L’unico custode è in ferie, “obbligate”, da qualche giorno per essere finito nel registro degli indagati e nonostante l’intervento del dirigente medico Gian Paolo Pagliari che ha dato nuove disposizioni per far funzionare il settore, le camere mortuarie sono divenute terra di nessuno.
Ieri, ad esempio, la salma di una donna, non identificata , era stata lasciata su un lettino, porta aperta, visibile a tutti.
Fuori dalle camere mortuarie i parenti di altri defunti hanno atteso per lungo tempo che arrivasse un responsabile del settore per chiedere informazioni, ma nessuno si è presentato.
E tra chi protestava anche un pensionato, furente, perchè la moglie mancata da qualche ora, era stata abbandonata sopra un lettino, lenzuola sporche.
E le altre lenzuola utilizzate per coprire le salme non sono state rimosse da giorni dal locale ripostiglio.
La conferma? Si sono talmente accumulate da fuoriuscire dal cesto porta biancheria e sono accatastate per terra.
Ripostiglio che denota chiaramente i segni dell’incuria e dell’abbandono: decine di sacchetti di plastica gettati a terra come la carta che riveste le confezioni delle medicine o contenitori di plastica vuoti sparsi ovunque.
In un altro locale, anche questo accessibile a tutti, le lenzuola che coprono le salme sono state raggruppate a mucchio sopra un lettino, avvolte intorno ad una bottiglia di plastica.
«Un’indecenza — tuonano seccati i parenti dei defunti — nessun rispetto per i morti». Eppure le disposizioni del dirigente medico sono chiare.
«L’apertura e la chiusura della camera mortuaria — si legge nel documento inviato anche alla direzione sanitaria di Sanremo — dovranno essere effettuate dal personale socio sanitario in servizio psichiatrico e del punto di primo intervento.
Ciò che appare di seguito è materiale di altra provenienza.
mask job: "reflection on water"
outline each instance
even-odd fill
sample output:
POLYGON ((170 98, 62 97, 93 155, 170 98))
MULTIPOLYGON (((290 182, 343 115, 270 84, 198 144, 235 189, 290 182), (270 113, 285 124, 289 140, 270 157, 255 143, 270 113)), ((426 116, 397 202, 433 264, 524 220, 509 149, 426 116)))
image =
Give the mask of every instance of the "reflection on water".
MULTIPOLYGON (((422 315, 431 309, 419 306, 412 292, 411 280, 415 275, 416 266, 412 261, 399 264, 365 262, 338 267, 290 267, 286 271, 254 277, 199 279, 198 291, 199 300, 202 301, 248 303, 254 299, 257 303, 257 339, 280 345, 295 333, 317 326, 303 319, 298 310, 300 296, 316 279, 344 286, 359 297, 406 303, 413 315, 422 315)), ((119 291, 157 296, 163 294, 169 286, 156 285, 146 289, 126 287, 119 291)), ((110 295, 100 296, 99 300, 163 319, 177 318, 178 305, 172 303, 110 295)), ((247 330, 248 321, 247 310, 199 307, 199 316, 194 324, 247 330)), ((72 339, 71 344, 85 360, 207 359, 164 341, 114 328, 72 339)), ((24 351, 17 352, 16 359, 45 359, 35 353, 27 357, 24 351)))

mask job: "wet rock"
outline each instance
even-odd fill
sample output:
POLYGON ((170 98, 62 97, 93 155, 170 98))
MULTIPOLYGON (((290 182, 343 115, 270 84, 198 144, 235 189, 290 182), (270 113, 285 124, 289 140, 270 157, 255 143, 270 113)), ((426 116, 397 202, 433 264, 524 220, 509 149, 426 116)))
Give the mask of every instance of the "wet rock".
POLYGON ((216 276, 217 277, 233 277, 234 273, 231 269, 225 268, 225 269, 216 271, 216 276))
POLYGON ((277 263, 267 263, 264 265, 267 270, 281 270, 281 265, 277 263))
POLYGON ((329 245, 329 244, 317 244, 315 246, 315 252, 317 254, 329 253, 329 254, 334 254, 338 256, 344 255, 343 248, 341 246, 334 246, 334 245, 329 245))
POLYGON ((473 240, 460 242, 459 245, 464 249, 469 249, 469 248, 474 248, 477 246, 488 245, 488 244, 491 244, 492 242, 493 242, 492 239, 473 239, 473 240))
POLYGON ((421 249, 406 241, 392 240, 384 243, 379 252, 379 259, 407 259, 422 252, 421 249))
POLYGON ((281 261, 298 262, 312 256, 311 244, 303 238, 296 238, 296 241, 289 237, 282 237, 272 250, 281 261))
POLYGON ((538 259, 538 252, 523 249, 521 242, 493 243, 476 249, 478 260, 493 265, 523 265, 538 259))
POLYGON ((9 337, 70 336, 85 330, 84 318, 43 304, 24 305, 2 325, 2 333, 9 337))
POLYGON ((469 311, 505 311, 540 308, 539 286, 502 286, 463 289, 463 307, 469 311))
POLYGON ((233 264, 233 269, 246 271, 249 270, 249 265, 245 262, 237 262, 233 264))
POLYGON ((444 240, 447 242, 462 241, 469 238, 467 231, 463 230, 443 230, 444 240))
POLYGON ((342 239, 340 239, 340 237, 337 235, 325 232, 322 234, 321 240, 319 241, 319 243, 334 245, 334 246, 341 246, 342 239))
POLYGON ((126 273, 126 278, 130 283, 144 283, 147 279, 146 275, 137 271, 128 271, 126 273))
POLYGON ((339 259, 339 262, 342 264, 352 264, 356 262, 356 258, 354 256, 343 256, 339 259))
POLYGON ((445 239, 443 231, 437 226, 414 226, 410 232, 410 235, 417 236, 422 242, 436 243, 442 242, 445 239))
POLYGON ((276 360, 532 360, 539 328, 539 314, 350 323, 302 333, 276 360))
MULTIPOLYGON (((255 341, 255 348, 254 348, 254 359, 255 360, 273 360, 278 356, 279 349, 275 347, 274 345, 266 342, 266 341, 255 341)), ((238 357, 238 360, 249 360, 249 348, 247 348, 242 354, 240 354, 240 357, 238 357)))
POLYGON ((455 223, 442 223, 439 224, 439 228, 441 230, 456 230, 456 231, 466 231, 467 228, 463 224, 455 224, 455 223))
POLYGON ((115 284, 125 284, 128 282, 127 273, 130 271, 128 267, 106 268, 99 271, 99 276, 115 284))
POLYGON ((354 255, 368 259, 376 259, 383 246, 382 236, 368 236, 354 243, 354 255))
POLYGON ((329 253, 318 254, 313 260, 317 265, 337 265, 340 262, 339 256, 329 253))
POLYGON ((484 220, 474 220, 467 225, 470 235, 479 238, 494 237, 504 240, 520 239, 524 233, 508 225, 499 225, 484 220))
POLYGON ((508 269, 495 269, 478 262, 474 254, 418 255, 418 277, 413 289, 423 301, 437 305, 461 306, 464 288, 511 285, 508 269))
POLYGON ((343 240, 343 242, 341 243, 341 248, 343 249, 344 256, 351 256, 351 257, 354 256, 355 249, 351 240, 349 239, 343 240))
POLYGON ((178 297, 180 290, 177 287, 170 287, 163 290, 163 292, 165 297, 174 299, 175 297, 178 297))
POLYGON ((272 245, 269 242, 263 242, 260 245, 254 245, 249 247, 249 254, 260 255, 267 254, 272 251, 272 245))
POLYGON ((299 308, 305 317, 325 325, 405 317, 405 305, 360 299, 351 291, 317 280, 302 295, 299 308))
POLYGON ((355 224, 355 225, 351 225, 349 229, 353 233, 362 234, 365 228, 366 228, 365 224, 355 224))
Il personale di reparto provvederà al trasporto della salma presso la camera mortuaria utilizzando i propri dipendenti socio sanitari o chiedendo, ove si renda necessario, la collaborazione di colleghi di altri reparti».
«Per quanto riguarda la gestione delle camere mortuarie – fa sapere la direzione dell’Asl – si ricorda che a causa dei noti provvedimenti adottati a seguito dell’indagine investigativa in corso, l’Azienda ha preso provvedimenti di emergenza che potrebbero comportare anche momentanei disagi. Peraltro la camera ardente si presenta pulita e in ordine mentre il deposito di servizio, non aperto pertanto al pubblico, si trovava effettivamente ancora da riordinare. E’ evidente che, pur nelle ricordate difficoltà , continueremo a monitorare la situazione al fine di assicurare un adeguato servizio ai famigliari dei defunti».